Children from low income families, on the other hand, tend to fare really rather bad in the education system and measurements of cognitive and emotional development, and of course quite a few low income families will have one or both parents out of work - so in spite of parents staying at home, children lag behind their peers. The reason for children not doing so well in low income families are complex and there isn't space here to look into it in detail, but let's say it's a combination of many factors which parents themselves have very little influence on.
There is also the question of the quality of childcare - and Liz Truss' proposal to have more under 5s per member of staff, who are trained to be compliant and purposeful (the toddlers, not the staff!) will certainly not make for better childcare.
My own mother was a stay at home mum, and I don't think this made me emotionally more stable - in fact I struggled severely with shyness and low self esteem in childhood, so much so that I loathed going to school throughout my primary years (and I didn't exactly love it in secondary but at least I had some friends by then). I can't help but wonder if I could have benefited from more nursery hours than the 3 hours per day that I got from 4 years of age.
So there is no black and white, no ideal situation. Because we can't exactly all be highly educated mums who then abdicate their blossoming careers in favour of being Stay at Home Mums. Some of us aren't highly educated. Some of us can't find a job. Some of us can't find the part time job we want. Some of us are better parents if they're not full time parents. Most working parents will go through incredible lengths to ensure that the time they do spend with their children is the best it can be. Above all we've all looked at the evidence and made our choices. I know how important it is to reconnect with my children when I get back, we practice most of what falls under attachment parenting (though I don't follow it as a philosophy, it's just what happened to be our preferred style), we spend quality time together and I listen to my children all the time. I work on improving my parenting and can draw from all the knowledge that comes with delivering a parenting programme. I have amazing childcare providers, so amazing that both my children look forward to it and miss it in the holidays.
And while I believe that Cubling started childcare too early (which was outwith my control and I do not feel in any way guilty about it), there is no doubt in my mind that I've given both my children the best possible start in life I can, all considered.
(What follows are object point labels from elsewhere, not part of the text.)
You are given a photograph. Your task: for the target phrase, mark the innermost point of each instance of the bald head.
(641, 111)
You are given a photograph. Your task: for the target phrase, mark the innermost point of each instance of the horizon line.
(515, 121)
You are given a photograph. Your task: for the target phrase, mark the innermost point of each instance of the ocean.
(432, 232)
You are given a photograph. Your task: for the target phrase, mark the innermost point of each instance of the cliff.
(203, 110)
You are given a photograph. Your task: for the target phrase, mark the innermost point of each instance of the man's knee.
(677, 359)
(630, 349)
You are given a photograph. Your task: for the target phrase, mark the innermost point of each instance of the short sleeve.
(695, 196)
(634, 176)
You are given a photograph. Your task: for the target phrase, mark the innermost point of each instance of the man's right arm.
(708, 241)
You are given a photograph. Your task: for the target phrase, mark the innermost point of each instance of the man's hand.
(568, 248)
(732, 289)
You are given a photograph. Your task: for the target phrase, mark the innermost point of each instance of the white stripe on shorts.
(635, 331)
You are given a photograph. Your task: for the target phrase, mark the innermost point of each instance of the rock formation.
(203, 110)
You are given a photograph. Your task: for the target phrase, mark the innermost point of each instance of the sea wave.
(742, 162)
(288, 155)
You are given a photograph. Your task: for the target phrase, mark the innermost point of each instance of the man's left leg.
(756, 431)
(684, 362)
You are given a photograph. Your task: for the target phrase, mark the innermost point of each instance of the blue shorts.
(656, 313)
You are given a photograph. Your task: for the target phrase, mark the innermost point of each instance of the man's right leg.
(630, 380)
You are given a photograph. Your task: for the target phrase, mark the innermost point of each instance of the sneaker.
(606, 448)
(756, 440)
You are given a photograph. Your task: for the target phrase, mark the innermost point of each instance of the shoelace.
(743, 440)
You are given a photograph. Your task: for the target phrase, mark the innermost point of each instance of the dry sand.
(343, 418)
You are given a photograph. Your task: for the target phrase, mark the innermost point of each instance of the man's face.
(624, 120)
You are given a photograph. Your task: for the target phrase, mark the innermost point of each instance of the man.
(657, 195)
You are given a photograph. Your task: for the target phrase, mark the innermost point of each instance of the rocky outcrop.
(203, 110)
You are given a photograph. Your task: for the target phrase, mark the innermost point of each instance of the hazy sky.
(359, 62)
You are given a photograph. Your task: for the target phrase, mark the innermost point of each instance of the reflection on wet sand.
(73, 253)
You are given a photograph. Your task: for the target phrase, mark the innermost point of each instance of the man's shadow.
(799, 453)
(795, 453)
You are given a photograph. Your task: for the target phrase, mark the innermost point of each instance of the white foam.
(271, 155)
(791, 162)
So, I do not believe that I'm a worse parent for working 4 days a week. I also don't buy into the argument that having a fair deal for Stay At Home Mums is encouraging people to be/stay on benefits (because really, who wants to be on those meagre benefits? Exactly, nobody). We all make or are having to make different and difficult choices but all of us are trying to be the best parent to our children whom we love more than ourselves. And those choices should be respected, valued and viable.